The Walking Dead S07E02 Recap: 'The Well'
I don't know if there was something that The Walking Dead needed more than an episode like "The Well". Last week's bloody, bleak, gruesome and depressing season premiere was necessary, but probably poorly timed. And it certainly made a lot of people feel uneasy, with many claiming they're finished with the show because of what they referred to as senseless, inexplicable violence that, now more than any episode prior, suddenly went to far. That's an arguable position, and the show's divisive way of paying off the big Negan twist by brutally killing off two beloved characters will certainly be discussed and argued for days, weeks, and months to come, but the subject at hand right now is how big of a contrast the second episode of the season wound up being.
Last week was about breaking Rick and having him come to terms as Negan's bitch, for lack of a better term. He needed to be shown how he had failed his people. This week was about introducing us to someone who had figured his shit out. Ezekiel is the charismatic leader of The Kingdom. He's a self-proclaimed monarch with a pet tiger, gray dreadlocks and a fake British accent, but beyond that esoteric stuff, the only difference between him and Rick is that he didn't mess up his role as the leader. He runs a tight ship, and he keeps his people safe by making hard decisions, keeping secrets and making sacrifices.
The biggest sacrifice is to the Saviors. Like Rick, Morgan and everyone else we already know, he's met Negan's group, but his initial reaction isn't to try and conquer them. Instead he fulfills their demands, gives them what they want, but he does it in secret, shielding his people from the desire to fight back. How he came to the decision that the Saviors were not a group that could be fought is still unknown, but partially justified in how he enlists Morgan to train one of his men with the art of the stick after he proves to be useless with a knife or a gun. Ezekiel is a king, a fighter, a tamer of tigers, but he doesn't have the manpower to take on Negan's army, and he probably doesn't need Negan to make an example out of someone with a bat to prove that.
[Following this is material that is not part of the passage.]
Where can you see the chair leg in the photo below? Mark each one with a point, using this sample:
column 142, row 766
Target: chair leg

In fact judgment and wisdom are probably the best qualities that he portrays in the hour that we get to meet him. Not only with the Saviors, but with his entire king schtick. In another move that I appreciate, and ironically a complete 180 from the way they handled the season 6 cliffhanger, Ezekiel has a lengthy conversation with a skeptical Carol towards the end of the episode where he drops the accent and the Shakespearean double speak, and tells her frankly why he acts the way he does and who he really is. Ezekiel isn't a king, or a man who can tame dangerous wild aninals. He's a zookeeper who happened to earn the infatuation of a tiger after he saved Shiva's life. He took her with him after the fall of mankind, but he's perilously aware of how, if Shiva wanted, she could break free of his chains and kill him. He's also regional theater actor who's played a king or two in his day, and he's aware enough of human behavior that he knows that people want to to feel safe and comfortable, and who better to do that than a man who acts larger-than-life and can propagate myths about how he got a tiger to be his pet. He may be pretending, but in that one scene he proves that he may be the realest dude on this show.
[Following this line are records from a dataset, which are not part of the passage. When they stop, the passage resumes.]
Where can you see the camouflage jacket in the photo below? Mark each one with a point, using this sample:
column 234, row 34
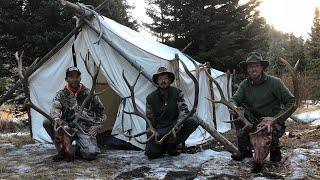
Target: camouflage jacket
column 66, row 103
column 164, row 109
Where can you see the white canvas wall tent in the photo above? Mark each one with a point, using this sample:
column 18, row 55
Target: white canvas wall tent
column 147, row 54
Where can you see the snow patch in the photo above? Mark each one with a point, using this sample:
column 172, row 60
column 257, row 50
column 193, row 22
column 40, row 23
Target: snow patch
column 14, row 134
column 310, row 116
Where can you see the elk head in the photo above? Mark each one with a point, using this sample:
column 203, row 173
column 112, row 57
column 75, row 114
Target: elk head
column 262, row 137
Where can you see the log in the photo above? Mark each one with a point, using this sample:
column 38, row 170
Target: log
column 45, row 58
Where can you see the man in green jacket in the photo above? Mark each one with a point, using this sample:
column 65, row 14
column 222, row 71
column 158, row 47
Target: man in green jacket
column 263, row 97
column 165, row 107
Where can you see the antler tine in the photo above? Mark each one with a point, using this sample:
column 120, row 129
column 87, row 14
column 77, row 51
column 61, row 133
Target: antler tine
column 222, row 97
column 85, row 61
column 19, row 61
column 296, row 65
column 247, row 124
column 25, row 80
column 137, row 112
column 196, row 87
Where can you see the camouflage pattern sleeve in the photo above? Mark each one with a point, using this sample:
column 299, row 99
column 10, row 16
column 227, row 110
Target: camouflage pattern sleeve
column 98, row 108
column 149, row 112
column 56, row 107
column 182, row 106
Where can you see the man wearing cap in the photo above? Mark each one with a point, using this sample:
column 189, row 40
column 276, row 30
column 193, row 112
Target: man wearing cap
column 164, row 108
column 66, row 102
column 263, row 97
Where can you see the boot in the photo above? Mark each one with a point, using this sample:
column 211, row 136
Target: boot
column 275, row 155
column 58, row 157
column 172, row 150
column 240, row 156
column 256, row 168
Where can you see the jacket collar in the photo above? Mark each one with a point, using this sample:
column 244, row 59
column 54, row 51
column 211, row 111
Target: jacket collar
column 70, row 90
column 264, row 78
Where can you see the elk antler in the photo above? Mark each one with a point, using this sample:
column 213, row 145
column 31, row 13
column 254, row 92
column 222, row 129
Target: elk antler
column 137, row 112
column 247, row 125
column 24, row 79
column 283, row 116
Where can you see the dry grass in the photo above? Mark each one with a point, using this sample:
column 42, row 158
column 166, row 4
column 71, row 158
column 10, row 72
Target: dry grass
column 306, row 108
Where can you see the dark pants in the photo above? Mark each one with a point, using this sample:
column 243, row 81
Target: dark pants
column 244, row 144
column 154, row 149
column 86, row 145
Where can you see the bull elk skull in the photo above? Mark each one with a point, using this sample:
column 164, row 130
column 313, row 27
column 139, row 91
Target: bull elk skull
column 64, row 134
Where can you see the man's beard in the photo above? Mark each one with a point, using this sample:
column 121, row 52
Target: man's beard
column 163, row 85
column 74, row 83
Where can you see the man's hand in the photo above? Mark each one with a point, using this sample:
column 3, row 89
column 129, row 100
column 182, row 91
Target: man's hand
column 233, row 112
column 58, row 121
column 266, row 122
column 93, row 131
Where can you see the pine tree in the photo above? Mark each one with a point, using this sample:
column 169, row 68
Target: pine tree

And all of that is another way we can compare him to Rick. Rick spent several seasons on this show wearing a sheriff's outfit, all while trying to be a leader. When he shed the outfit, he became something else and never went back. He was still the leader, arguably even a monarch of sorts, but seeing Ezekiel shows us how he may have been missing a piece to the puzzle this entire time.
But who knows if Ezekiel is the leader he seems cracked up to be, or if it truly is all theatrics. After all, we don't have much exposure to his people and how they feel just yet, and much of the episode is from Carol's perspective, who even after that whole speech decides she wants to go live on her own in some random house. And maybe don't get me started on how old Carol's depressed act is starting to get. Morgan seems more open to it, probably because the Kingdom is a positive and enlightening place that appeals to the ideals instilled to him by the Cheesemaker.
At the end of the line, the point of all of this is to show us how, in the middle of a zombie apocalypse where people take pleasure out of eviscerating people with a bat, a dude with a fake king accent and a tiger isn't really all that weird, and possibly even needed. and in any case, it'll be interesting to see how the show handles all of this going forward. At some point, Morgan's going to have to go back to Alexandria and find out what happened to Rick and the gang, and Carol's going to have to find out too. And at some point everyone is going to have to band together and figure out how to defeat the Saviors. Question is how long that might take, and how well the writers will be able to fit all of this together. For now, "The Well" was a refreshing, upbeat episode of The Walking Dead and a much-needed change of pace, and it gets 8 lunch cobblers out of 10.
Notes & Quotes:
- Khary Payton is not a recognizable actor to me, although he's done a lot of voice work in things I've seen and played, but he immediately fits in to this show despite how different he is, and you can tell he's having a lot of fun playing Ezekiel. I'm really looking forward to seeing him going forward.
- Let's talk about how amazing Jerry is though. He really brought the episode together.
- "I forgot to say that Ezekiel has a tiger."